In chapter 10 of Exodus, God reveals that it was He Who hardened the hearts of Pharaoh's officials. He also reveals another reason why: "...so that I may perform these miraculous signs of Mine among them that you may tell your children and grandchildren how I dealt harshly with the Egyptians and how I performed My signs among them, and that you may know that I am the Lord."

Pharaoh's officials tried to speak some sense to the president of Egypt after Moses and Aaron delivered the latest threat (locusts everywhere): "HOw long will this man be a snare to us? Let the people go, so that they may worship the Lord their God. Do you not yet realize that Egypt is ruined?"

Then Moses and Aaron were summoned back to Pharaoh. I wonder who did the summoning. Some goofball powernut or some soldiers? Or maybe both. I wonder what Moses and Aaron were thinking as they walked back to where Pharaoh was...

"Go, worship the Lord your God," said Pharaoh. "But just who will be going?"

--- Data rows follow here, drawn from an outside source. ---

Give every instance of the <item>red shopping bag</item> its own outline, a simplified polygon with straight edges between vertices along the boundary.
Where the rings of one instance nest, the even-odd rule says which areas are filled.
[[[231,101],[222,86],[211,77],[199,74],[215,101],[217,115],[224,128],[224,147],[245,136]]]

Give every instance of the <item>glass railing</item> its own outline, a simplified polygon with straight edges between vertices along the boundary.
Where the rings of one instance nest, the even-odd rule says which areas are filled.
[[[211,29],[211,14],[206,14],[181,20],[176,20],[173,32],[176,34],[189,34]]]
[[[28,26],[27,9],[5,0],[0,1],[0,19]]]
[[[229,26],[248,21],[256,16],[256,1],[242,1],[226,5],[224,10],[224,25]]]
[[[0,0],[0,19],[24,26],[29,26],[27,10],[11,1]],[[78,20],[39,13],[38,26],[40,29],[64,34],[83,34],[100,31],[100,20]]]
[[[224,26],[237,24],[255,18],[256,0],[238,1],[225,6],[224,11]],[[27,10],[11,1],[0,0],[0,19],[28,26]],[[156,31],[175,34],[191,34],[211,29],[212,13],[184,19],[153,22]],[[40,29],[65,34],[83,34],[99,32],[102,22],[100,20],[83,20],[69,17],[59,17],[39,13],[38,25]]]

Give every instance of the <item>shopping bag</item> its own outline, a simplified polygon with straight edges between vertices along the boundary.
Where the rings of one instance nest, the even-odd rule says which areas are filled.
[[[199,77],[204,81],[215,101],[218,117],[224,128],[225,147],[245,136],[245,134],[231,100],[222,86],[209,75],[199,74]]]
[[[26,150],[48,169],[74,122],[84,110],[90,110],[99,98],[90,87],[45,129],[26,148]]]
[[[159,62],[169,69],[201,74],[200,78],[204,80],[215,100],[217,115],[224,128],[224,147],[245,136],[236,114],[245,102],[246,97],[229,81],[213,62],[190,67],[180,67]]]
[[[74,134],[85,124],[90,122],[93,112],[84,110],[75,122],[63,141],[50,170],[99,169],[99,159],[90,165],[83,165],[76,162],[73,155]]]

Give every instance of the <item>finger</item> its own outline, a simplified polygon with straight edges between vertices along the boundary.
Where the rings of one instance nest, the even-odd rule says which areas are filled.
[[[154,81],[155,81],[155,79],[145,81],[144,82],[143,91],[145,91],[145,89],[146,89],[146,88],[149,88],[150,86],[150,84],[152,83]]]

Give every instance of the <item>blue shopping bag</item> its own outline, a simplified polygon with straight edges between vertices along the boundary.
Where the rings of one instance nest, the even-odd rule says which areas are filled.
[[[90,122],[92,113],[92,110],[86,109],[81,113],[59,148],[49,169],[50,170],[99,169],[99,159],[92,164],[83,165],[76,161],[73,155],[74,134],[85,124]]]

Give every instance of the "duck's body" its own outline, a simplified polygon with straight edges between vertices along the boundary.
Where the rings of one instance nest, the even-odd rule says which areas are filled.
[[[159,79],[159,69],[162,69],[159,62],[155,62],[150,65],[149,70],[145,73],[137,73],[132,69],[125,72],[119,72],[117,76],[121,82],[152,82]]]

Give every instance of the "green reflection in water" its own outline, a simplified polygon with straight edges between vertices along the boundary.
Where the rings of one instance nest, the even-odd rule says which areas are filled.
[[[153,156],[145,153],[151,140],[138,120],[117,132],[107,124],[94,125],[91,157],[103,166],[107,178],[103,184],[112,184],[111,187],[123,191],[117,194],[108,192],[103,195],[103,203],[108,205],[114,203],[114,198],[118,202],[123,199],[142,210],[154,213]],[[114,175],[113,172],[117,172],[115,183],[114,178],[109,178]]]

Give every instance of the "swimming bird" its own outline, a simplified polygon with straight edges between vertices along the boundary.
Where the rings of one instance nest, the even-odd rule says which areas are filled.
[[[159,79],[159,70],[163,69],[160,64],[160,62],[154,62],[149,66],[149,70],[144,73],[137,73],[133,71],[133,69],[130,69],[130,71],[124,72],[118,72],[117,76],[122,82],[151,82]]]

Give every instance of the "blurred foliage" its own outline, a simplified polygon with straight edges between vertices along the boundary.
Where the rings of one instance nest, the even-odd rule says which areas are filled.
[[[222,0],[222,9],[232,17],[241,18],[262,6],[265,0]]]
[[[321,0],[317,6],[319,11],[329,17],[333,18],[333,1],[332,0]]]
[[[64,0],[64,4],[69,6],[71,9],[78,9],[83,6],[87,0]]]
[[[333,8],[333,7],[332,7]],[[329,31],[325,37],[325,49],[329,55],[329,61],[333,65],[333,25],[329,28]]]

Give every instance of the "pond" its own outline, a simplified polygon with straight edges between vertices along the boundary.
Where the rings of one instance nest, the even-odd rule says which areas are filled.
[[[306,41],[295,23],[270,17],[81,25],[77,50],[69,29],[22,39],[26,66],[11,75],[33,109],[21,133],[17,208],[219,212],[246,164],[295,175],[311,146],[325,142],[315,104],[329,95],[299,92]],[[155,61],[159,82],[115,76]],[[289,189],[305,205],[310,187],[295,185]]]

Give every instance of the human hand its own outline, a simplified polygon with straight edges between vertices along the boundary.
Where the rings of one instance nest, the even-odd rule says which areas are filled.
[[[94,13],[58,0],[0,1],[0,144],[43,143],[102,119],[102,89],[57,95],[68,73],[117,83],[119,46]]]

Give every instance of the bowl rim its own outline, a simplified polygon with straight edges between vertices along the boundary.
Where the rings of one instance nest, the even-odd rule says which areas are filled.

Moses answered him. (Isn't that different? Moses was doing some talking finally!!) "We will go with our young and old, with our sons and daughters, and with our flocks and herds, because we are to celebrate a festival to the Lord."

Pharaoh again got religious and told Moses and Aaron that he had sinned against the Lord. "Now forgive my sin once more and pray to the Lord your God to take this deadly plague away from me."

These crazy plagues were one of a kind catastrophies that were devestating Egypt. I wonder how other world leaders viewed these circumstances when they heard about them...

The Lord took away the locusts with a strong wind that carried them out and into the Red Sea. But Pharaoh's heart hardened once again. The next plague was darkness -- "darkness that can be felt." What kind of darkness is that? That is the perfect gothic music album title, isn't it? Darkness That Can Be Felt -- the new album by Gothic Undertones available everywhere on May 22.

"No one could see anyone else or leave his place for three days. Yet all the Israelites had light in the places where they lived." What?! Can you imagine that? Darkness covered the land like a blanket, but there were pockets where light was shining in? That is unreal! I would love to have seen that (from an outside observer's standpoint, of course -- maybe during on of Heaven's "History Nights," where God flattens a cloud and projects a high definition image against it to show us "what really happened" on November 22, 1963, and this night-at-day part of the Exodus, etc).

Pharaoh tells Moses they can go -- women, children, men, but no flocks. Moses said, "You must allow us to have sacrifices and burnt offerings to present to the Lord our God. Our livestock too must go with us; not a hoof is to be left behind. We have to use some of them in worshiping the Lord our God, and until we get there we will not know what we are to use to worship the Lord." What Moses said was true, but it was also hiding the fact that the Israelites were leaving town ... for good. It shows that telling the truth is not always revealing every single detail. I think I fall into the trap sometimes of "wanting to be real" so much that I share TOO MUCH INFORMATION, and it's not always good. I think the Bible is showing us here (and other places, like when Rahab the harlot lied to her people to save the Israelite spies) that the Law was given to man to help him live, not to force him to die and control him. David and his men ate showbread from the temple. Jesus and His disciples ate grain they picked on the Sabbath. Moses hid the truth from Pharaoh. Sometimes wisdom will have us divide the facts and the outcome is not as simple as the "letter of the law."